Gallup began tracking the demographics of the emotions that coincide with the nation’s health and economic crises on March 23 and found that overall, people are worrying less in May than they were two months ago.
As states begin to reopen from lockdowns, according to the poll released on Monday, more Americans are feeling happier.
In the most recent poll, conducted between April 27 and May 10, 72 percent of respondents reported feeling happy “during a lot of the day yesterday.” That is an increase of 5 percentage points from March 23-April 5, when 67 percent of people answered the same way.
Meanwhile, 47 percent of those surveyed in the most recent poll reported feeling a sense of worry “during a lot of the day yesterday.”
By comparison, 59 percent of respondents reported feeling worried when asked the same question in late March and early April.

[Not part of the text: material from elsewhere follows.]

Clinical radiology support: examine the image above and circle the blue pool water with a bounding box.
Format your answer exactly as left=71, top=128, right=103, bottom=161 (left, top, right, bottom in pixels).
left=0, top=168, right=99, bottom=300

In its most recent survey, Gallup noted a correlation between emotions and the party affiliation of respondents.
A higher percentage of Republicans and independents reported feeling happiness when compared to the share of Democrats who said they felt that way. Meanwhile, Democrats seemed to report feeling negative emotions at a generally higher rate than Republicans and independents.
But Republicans seemed to be the happiest of the bunch.
Seventy-seven percent of Republicans reported feeling happiness during the day prior to being surveyed, compared to 74 percent of independents and 66 percent of Democrats.
More Democrats than Republicans also reported feeling the emotions of loneliness and boredom on the day prior to being surveyed.
Twenty-eight percent of Democrats reported feeling loneliness, compared to 23 percent of independents and 19 percent of Republicans.
Independents were most likely to be bored (43 percent), compared to 42 percent of Democrats and 40 percent of Republicans.
The survey also found that Democrats were far more worried than any of the groups surveyed, and edged out Republicans in this category by 20 points.
Fifty-eight percent of Democrats said they had felt worried a day prior to being polled, compared to 44 percent of independents and 38 percent of Republicans.
“Results for this Gallup poll are based on self-administered web surveys conducted April 27-May 10, 2020, with a random sample of 8,712 U.S. adults, aged 18 and older, who are members of the Gallup Panel. Gallup uses probability-based, random sampling methods to recruit its Panel members,” the polling organization noted.
“For results based on any individual sample, the margin of sampling error is ±2 percentage points at the 95% confidence level. Margins of error for subgroups are higher.”